Regulatory CD8 T cells that recognize Qa-1 expressed by CD4 T-helper cells inhibit rejection of heart allografts

Significance

There is increasing evidence that CD8⁺ regulatory T cells (CD8 Treg) can modulate the immune response in the context of autoimmune disease, infection, and cancer. Here we asked whether this regulatory mechanism might control the host response to transplanted heart allografts. We report that CD8 Treg that recognize Qa-1, the murine homolog of HLA-E, strongly inhibits host production of antibodies specific for the donor organ. Since the production of antidonor antibodies is currently a major barrier to successful transplantation, identification of this Qa-1/HLA-E-dependent pathway may pave the way to approaches to this pressing clinical problem.

Abstract

Induction of longstanding immunologic tolerance is essential for survival of transplanted organs and tissues. Despite recent advances in immunosuppression protocols, allograft damage inflicted by antibody specific for donor organs continues to represent a major obstacle to graft survival. Here we report that activation of regulatory CD8 T cells (CD8 Treg) that recognize the Qa-1 class Ib major histocompatibility complex (MHC), a mouse homolog of human leukocyte antigen-E (HLA-E), inhibits antibody-mediated immune rejection of heart allografts. We analyzed this response using a mouse model that harbors a point mutation in the class Ib MHC molecule Qa-1, which disrupts Qa-1 binding to the T cell receptor (TCR)–CD8 complex and impairs the CD8 Treg response. Despite administration of cytotoxic T lymphocyte antigen 4 (CTLA-4) immunoglobulin (Ig), Qa-1 mutant mice developed robust donor-specific antibody responses and accelerated heart graft rejection. We show that these allo-antibody responses reflect diminished Qa-1–restricted CD8 Treg-mediated suppression of host follicular helper T cell-dependent antibody production. These findings underscore the critical contribution of this Qa-1/HLA-E-dependent regulatory pathway to maintenance of transplanted organs and suggest therapeutic approaches to ameliorate allograft rejection.

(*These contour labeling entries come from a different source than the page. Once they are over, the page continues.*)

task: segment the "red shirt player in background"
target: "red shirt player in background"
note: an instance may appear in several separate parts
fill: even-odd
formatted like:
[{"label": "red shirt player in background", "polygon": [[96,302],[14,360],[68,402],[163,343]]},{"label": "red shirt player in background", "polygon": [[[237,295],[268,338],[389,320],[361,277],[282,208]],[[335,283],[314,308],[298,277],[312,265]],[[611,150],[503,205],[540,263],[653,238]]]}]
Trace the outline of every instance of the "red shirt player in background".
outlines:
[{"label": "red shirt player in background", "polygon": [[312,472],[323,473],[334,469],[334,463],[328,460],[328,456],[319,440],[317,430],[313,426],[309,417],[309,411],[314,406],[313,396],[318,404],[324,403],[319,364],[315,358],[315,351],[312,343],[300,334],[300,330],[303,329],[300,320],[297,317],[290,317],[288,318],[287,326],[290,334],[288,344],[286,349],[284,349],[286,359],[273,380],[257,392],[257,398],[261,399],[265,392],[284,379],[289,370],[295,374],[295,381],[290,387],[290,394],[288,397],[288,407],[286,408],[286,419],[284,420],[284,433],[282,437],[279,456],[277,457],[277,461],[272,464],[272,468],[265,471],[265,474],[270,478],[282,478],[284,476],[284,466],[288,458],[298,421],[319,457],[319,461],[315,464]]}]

Modulation of the host immune system into a more receptive environment for organ transplants is an essential element for successful transplantation. Identification of immune regulatory receptors, such as cytotoxic T lymphocyte antigen 4 (CTLA-4), as well as regulatory T cells, such as FoxP3⁺ CD4 T cells (CD4 Treg), has allowed promising therapeutic approaches. Additional progress may come from emerging evidence that, like the CD4 T cell lineage, CD8 T cells are divisible into an effector subset that targets pathogens and a regulatory subset that subdues antibody responses and excessive inflammatory reactions (1).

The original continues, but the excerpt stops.